THE Cooperative Central Bank (CCB) said on Thursday that it welcomes external auditing, provided however that these checks are lawful and done according to proper procedure.
“Checks do not frighten us,” Yiannos Stavrinides, head of the CCB’s Strategy and Communication Department, told the state broadcaster.
The matter of the CCB’s auditing resurfaced after auditor-general Odysseas Michaelides requested from the finance ministry that it assign him four to five former co–op administrators to assist with his investigations into dodgy loans granted by cooperative banks in the past.
Michaelides wants the former co–op administrators transferred to his office for a year to assist with his investigations, which form part of a broader probe into the reasons for the financial system’s meltdown in 2013.
The audit office’s help in investigating the co–ops was requested by the attorney-general, in a bid to expedite the wider probe into the collapse of the economy.

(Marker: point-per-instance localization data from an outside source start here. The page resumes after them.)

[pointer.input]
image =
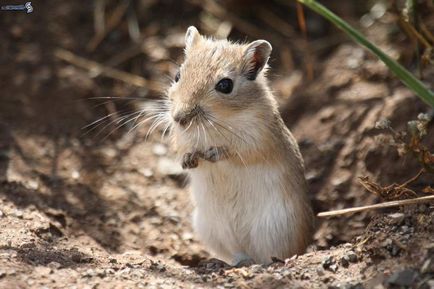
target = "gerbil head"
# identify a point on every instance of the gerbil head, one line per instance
(219, 83)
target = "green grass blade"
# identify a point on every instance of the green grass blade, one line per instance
(403, 74)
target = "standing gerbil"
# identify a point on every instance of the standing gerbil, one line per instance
(246, 171)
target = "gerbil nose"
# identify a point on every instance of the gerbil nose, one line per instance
(184, 117)
(181, 118)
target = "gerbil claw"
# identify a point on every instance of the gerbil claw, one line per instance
(214, 154)
(190, 160)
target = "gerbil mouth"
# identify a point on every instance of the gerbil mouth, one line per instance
(185, 118)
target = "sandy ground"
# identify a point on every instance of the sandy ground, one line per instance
(112, 210)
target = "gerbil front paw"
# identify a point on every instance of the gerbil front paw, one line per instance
(190, 160)
(214, 154)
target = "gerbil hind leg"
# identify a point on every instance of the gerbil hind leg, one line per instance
(214, 154)
(191, 160)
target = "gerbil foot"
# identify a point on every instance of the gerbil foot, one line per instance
(190, 160)
(242, 260)
(245, 263)
(213, 264)
(214, 154)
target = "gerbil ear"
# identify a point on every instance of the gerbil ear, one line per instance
(255, 57)
(192, 36)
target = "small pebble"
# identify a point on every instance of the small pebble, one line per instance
(18, 213)
(352, 257)
(396, 218)
(345, 261)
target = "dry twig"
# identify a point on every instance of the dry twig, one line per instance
(393, 191)
(425, 199)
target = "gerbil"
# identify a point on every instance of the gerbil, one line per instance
(245, 167)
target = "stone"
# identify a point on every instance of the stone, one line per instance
(405, 277)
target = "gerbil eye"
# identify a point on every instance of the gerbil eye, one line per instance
(225, 85)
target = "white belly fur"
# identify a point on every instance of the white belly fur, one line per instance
(248, 211)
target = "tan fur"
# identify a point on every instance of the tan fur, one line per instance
(252, 204)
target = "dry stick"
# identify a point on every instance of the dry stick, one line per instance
(98, 68)
(377, 206)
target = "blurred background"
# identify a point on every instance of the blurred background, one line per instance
(70, 63)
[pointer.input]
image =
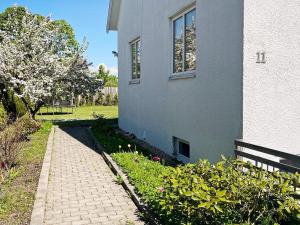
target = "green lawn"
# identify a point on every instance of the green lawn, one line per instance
(80, 113)
(18, 190)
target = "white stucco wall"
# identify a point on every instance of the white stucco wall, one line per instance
(206, 110)
(272, 90)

Michaelides’ request comes amid a debate on what audits the CCB should be subjected to – and by whom.
Recently the ruling Disy party tabled a bill that would prohibit the audit office from conducting administrative audits of the CCB.
Disy is citing the agreements signed by Cyprus and its international creditors – the Memorandum of Understanding and the Relationship Framework Agreement – arguing that these contained clauses precluding such auditing.
But Michaelides insists that any entity handling public moneys must be subject to audit by his office.
He has said that given the fact the CCB is a state-owned business to the tune of 99 per cent, having received €1.7 billion of taxpayer-funded capital in 2014 and 2015, it is subject to scrutiny by the Audit Office.
Meantime Michaelides has also set his sights on Nicholas Hadjiyiannis, CEO of the CCB, asking questions about the banking executive’s salary.
Officially, Hadjiyiannis’ earnings are stated as €200,000 per annum. But the audit boss suspects the real figure is far higher.
Michaelides has cited the minutes of a meeting at the CCB in July 2015, where a Berlin-based advisory firm, which drew up a list of potential candidates for the top job at the CCB, opined that Hadjiyiannis did not possess the adequate skills or know-how.
The firm reportedly said that, being a private banker, and lacking sufficient experience in retail banking, Hadjiyiannis would need to be supported by a team of experts.
And that, according to the auditor-general, meant that the position would end up costing far more than the €200,000 cited.